Many years ago I asked a spiritual teacher if “knowing” was based on data. My question related to Google – if the Google search engine was programmed with every bit of information in the universe, would it know what I was thinking and what I wanted? The answer I was given was “No” because this kind of data could be considered to be linear data whereas the data of knowing would be more akin to holographic data. The answer did not fully satisfy my yearning, for reasons that have only just become clear. Having written this book I can see that the existence in my mind of the question about data (and the subsequent feelings that we “don’t have enough data”) arose from a desire to experience knowing. Deep within me an immense yearning existed to know with absolute certainty that something was true. But, stuck in my mind as I was, I was unable to feel that yearning and so I experienced it at the level of thought, as a question about data. What I wanted to know was “If I had more data would I have more knowing?” The reason that the spiritual teacher’s answer did not satisfy the yearning was because I needed to “get out of my head and into my heart”. It has only been through the process of writing this book, of speaking my truth, in my own words, that I have been able to arrive at the place of knowing I craved.
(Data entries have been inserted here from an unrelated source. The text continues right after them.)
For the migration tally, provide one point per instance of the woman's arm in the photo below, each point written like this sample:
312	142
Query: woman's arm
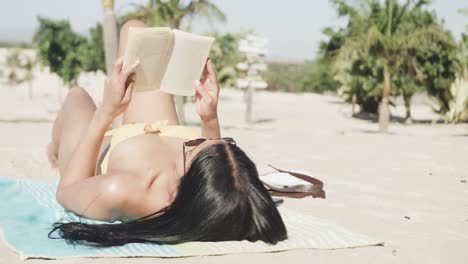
207	96
117	95
210	128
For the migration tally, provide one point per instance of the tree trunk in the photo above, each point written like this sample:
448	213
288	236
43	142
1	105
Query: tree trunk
248	104
384	113
353	101
407	100
180	101
110	34
30	90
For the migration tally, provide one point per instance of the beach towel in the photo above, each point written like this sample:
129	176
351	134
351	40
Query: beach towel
28	208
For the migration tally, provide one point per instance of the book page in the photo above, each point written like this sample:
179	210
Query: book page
152	47
186	63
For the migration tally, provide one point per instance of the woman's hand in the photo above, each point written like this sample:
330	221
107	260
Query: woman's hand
118	89
207	94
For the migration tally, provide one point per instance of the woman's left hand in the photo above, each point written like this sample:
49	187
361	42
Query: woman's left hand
207	94
118	89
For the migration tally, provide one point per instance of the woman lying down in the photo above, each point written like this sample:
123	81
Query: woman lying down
166	183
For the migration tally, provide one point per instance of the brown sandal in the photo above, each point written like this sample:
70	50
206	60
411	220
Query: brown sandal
315	189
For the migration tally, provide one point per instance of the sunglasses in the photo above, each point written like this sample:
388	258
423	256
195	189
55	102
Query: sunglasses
198	141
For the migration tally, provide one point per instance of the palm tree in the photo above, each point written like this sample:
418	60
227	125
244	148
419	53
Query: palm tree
28	67
110	34
379	31
172	13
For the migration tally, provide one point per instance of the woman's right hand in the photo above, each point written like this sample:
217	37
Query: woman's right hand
118	89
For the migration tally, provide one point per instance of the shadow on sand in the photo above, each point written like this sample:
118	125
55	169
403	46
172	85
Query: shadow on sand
374	118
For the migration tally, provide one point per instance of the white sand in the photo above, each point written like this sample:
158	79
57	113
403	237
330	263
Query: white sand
405	188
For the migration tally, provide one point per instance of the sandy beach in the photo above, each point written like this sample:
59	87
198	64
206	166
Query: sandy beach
408	188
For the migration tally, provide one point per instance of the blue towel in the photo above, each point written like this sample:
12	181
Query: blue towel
28	208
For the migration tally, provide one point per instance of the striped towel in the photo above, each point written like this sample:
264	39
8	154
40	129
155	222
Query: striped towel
28	208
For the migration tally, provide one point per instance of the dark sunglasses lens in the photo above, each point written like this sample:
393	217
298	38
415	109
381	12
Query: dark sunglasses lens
229	140
195	142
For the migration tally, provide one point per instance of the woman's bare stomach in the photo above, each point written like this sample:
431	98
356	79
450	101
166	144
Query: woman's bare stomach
146	165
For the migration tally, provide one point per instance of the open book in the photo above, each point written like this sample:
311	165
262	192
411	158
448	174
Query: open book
170	60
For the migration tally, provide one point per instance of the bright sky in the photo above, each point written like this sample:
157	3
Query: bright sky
293	27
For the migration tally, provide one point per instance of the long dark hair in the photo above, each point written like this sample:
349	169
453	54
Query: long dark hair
219	199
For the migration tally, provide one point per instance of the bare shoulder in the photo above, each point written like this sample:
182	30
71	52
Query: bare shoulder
102	197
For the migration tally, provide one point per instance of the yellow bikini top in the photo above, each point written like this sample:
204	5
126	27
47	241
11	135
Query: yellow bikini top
160	128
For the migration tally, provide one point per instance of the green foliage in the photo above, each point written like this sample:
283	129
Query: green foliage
156	13
59	48
18	45
417	52
65	52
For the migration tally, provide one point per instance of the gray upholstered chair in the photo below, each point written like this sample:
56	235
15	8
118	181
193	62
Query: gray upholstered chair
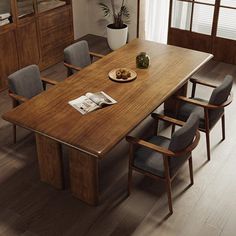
159	157
25	84
77	56
211	110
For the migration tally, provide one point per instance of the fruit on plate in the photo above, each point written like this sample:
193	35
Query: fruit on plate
123	74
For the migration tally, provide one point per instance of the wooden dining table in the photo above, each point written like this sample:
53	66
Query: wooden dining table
90	137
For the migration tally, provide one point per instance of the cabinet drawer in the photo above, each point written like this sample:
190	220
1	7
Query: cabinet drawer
58	17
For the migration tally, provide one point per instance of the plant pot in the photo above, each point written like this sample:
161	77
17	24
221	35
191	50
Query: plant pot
116	38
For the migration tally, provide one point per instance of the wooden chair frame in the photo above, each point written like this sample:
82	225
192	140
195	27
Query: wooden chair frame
17	99
77	68
206	107
166	154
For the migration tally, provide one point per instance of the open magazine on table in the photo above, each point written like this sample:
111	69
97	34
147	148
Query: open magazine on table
91	101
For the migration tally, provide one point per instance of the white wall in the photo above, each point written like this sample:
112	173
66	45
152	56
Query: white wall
80	18
89	19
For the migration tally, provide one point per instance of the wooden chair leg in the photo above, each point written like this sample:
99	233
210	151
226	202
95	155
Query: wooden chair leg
208	145
131	156
14	133
129	180
168	183
169	195
223	127
172	129
207	130
190	162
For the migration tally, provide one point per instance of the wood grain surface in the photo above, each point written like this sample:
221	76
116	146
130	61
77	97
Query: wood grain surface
97	132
Whether the time we spend on this earth takes us deeper into wisdom or simply serves to create different ways of looking at life depends on how we choose to approach it. I see ahead of us, not only new ways of looking at life, but also deeper wisdom. I see a kind of spirituality without hierarchies, where the collective wisdom of our species becomes opened up for anyone to download. Whether we talk about uploading wisdom to the cloud, adding to the collective consciousness or creating morphic fields of knowledge doesn’t matter – the result is the same: a world in which all the ideas, enthusiasm and inspiration we need will come from within, not so we can become isolated and believe that we don’t need other people, but in such a way that the ideas, enthusiasm and inspiration come to show us where to go, what to say and with whom to connect at any one time. It is by the very act of looking within that we will form stronger and more intimate bonds with people in the outer world. Cohesive bonds lead to the kind of strength that will be the hallmark of the new era of consciousness which I see ahead for our species.
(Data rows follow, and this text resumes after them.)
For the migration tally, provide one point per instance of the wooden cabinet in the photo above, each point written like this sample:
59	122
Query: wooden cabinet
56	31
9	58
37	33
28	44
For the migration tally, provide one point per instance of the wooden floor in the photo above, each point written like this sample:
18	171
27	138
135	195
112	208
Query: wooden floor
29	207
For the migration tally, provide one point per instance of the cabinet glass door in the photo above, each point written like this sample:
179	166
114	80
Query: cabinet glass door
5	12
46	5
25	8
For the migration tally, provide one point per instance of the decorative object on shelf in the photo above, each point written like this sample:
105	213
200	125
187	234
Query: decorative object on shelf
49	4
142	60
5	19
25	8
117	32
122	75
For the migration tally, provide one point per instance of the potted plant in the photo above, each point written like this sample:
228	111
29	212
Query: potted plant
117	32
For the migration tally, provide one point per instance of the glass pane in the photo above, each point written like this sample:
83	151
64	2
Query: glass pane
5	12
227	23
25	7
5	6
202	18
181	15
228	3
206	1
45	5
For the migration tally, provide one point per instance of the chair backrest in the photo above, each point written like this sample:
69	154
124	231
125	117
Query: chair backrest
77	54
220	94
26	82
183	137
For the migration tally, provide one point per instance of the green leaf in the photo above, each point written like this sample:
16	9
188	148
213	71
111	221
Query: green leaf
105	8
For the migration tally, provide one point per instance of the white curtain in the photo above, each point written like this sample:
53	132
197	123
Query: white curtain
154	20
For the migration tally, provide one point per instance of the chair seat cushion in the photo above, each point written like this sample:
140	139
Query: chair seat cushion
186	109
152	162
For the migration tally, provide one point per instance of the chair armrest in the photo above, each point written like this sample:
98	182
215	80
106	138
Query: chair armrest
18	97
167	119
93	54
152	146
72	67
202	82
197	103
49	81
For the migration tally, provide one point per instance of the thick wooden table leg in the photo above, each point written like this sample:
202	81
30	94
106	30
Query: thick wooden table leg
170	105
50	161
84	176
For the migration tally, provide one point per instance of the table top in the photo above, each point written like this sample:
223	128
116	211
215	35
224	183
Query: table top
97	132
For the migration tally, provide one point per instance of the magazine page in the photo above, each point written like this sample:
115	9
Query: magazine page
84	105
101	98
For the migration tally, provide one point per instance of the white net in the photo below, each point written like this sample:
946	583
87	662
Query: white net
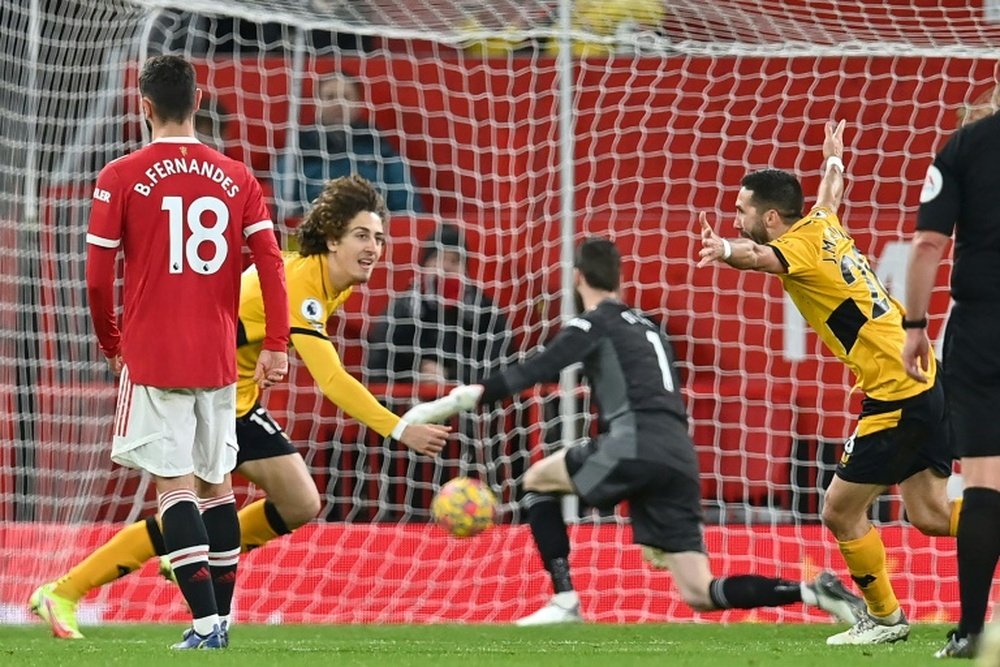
455	109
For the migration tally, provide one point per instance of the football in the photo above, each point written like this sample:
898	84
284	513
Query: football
464	507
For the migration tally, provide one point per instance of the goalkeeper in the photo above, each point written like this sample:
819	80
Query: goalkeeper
644	455
340	240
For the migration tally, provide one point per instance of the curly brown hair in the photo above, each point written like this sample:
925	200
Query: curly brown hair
327	219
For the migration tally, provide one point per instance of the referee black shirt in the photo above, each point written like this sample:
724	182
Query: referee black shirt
961	194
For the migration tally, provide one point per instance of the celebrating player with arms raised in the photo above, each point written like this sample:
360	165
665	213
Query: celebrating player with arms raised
644	454
901	436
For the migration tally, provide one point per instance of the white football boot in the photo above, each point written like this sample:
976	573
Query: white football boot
869	631
561	608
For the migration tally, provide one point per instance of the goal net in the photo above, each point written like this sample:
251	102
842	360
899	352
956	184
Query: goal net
456	110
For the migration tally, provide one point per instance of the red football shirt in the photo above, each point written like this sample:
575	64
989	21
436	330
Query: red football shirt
180	212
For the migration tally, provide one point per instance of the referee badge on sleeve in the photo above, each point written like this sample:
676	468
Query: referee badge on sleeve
932	185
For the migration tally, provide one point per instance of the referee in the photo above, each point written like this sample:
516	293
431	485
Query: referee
961	195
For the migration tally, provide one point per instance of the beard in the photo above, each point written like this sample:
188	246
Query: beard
757	233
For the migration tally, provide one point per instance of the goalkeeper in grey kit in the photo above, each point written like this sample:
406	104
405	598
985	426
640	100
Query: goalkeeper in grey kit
644	455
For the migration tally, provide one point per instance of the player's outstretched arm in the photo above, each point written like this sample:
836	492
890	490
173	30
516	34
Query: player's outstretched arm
831	188
344	391
272	366
740	254
427	439
461	399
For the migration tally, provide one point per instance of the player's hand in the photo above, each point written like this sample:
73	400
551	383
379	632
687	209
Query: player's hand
833	144
272	366
427	439
467	396
712	247
917	354
432	412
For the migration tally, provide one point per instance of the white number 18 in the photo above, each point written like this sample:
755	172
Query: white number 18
216	234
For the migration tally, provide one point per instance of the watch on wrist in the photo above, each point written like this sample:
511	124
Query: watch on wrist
915	324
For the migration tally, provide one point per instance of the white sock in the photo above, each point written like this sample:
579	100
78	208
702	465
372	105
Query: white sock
566	599
892	619
204	626
808	594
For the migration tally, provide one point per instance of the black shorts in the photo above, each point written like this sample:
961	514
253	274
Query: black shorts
664	500
895	440
972	378
260	437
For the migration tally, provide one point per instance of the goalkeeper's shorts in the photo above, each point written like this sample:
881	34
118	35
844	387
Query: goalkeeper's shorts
664	496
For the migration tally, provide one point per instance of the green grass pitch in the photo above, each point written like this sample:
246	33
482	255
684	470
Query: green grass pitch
681	645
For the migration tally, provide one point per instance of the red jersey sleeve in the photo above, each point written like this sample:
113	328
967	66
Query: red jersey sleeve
259	232
103	239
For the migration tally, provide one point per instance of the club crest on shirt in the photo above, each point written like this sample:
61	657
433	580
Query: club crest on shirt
312	310
932	185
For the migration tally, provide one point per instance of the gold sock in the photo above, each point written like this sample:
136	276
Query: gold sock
865	559
127	550
255	527
956	510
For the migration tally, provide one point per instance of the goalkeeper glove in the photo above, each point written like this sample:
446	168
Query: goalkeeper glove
461	399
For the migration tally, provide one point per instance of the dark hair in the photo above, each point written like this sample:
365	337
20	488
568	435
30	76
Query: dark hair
445	237
331	212
600	262
168	82
773	188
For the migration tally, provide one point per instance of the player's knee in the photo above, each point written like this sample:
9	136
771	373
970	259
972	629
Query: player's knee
834	519
695	595
300	510
930	521
531	479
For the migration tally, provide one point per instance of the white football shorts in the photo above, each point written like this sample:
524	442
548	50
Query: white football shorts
175	432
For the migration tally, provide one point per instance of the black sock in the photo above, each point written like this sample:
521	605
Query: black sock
155	536
223	527
274	519
978	549
186	543
549	531
748	591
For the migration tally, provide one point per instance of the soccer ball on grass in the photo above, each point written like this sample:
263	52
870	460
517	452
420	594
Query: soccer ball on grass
464	507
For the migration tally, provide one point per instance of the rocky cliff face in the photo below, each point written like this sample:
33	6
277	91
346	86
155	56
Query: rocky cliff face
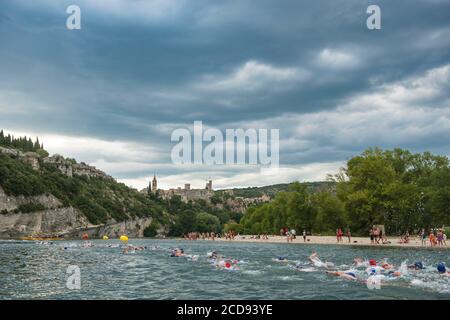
11	203
58	220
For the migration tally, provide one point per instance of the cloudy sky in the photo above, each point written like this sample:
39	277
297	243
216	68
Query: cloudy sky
111	93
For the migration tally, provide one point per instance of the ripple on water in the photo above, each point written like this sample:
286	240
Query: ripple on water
38	271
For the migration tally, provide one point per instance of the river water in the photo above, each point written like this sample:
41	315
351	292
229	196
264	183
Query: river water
32	270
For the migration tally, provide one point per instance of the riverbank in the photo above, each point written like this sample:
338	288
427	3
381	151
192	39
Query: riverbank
331	240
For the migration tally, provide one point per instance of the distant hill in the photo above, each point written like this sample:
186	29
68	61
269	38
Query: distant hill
272	190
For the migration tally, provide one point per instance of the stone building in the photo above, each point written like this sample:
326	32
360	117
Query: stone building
186	193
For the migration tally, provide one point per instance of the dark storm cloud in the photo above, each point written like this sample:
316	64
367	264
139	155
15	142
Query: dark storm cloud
139	68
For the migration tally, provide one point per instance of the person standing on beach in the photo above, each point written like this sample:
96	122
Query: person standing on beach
376	232
423	237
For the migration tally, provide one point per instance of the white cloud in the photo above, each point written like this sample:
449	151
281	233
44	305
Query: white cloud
253	76
337	59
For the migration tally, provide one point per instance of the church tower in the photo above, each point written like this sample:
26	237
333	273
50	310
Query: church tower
154	184
209	185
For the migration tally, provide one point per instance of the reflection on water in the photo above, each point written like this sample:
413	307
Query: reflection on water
38	271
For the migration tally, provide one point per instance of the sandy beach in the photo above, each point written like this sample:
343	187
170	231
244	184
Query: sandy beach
355	241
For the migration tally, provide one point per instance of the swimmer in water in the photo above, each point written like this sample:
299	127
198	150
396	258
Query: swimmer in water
313	257
359	262
281	259
442	270
386	266
315	260
418	265
343	274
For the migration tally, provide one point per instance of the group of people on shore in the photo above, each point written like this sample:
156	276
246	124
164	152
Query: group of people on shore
377	236
340	234
291	234
436	237
199	235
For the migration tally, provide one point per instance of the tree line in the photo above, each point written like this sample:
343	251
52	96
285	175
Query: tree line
396	188
22	143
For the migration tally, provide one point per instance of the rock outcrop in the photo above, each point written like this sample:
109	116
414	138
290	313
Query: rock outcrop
48	222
Instead of looking outside of ourselves for other people to lead the way, leadership will come from the very essence which binds us together, the light within each of us which is the Source of everything that is beautiful, joyous and wonderful.

A flower knows exactly how to blossom because all of the information it requires is encoded within the seed from which it grew. You also have a seed within you which contains the very wisdom and knowledge required to help you to grow and bloom. The Source of your own spiritual unfolding is within you, in the light of who you really are.

I hope you have enjoyed this book and I sincerely hope that, on your own spiritual journey you will find the courage to live your own truth and allow the light within you to shine.